Even though there is logically one possible answer to this query (X=3), Prolog cannot infer it. We can get the right answer by rearranging the conjuncts of the query:
?- member(X,[1,2,3]), Y=2, X > Y.
CLP(fd) is a lot smarter than Prolog when it comes to arithmetic. Try this (note: ECLiPSe users should replace in by ::):
?- X #> Y, X in 1..3, Y=2.
This succeeds with the only correct answer, X=3. The predicate #>/2, when given two variables, posts the constraint that it left argument should be greater than its right argument. CLP(fd) holds this constraint in its constraint store until it knows enough about the variables' possible values to infer further information from it. The moment that Y gets the value 2, CLP(fd) infers that X can only have the value 3.
What happens when we bind Y to 1 instead?

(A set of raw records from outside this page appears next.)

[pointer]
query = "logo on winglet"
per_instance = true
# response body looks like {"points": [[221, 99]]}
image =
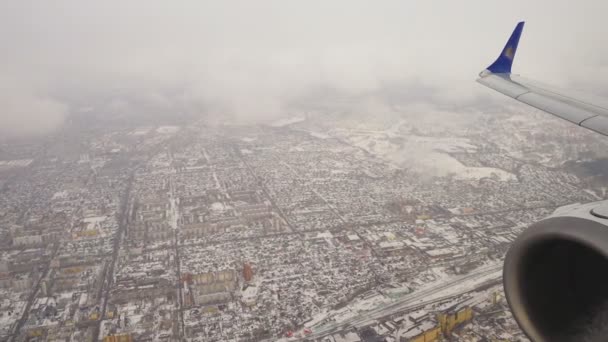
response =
{"points": [[509, 52]]}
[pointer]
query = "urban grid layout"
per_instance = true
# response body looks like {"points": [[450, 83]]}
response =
{"points": [[318, 228]]}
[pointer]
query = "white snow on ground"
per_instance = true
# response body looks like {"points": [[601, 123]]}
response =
{"points": [[167, 129], [94, 221], [60, 194], [287, 121], [16, 163], [427, 155]]}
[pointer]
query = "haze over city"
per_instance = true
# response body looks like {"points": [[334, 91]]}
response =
{"points": [[282, 170]]}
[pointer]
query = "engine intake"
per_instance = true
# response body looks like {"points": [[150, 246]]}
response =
{"points": [[556, 277]]}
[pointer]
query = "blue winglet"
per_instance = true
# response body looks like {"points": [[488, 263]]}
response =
{"points": [[505, 60]]}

?- X #> Y, X in 1..3, Y=1. Y = 1, X in 2..3.
Rather than start backtracking over the possible values of X, CLP(fd) constrains X to a smaller domain and stops. To have CLP(fd) search for possible assignments to variables, we must tell it do so explicitly. The simplest way to do that is with the predicate label/1:
?- X #> Y, X in 1..3, Y=1, label([X]). X = 2, Y = 1 ; X = 3, Y = 1.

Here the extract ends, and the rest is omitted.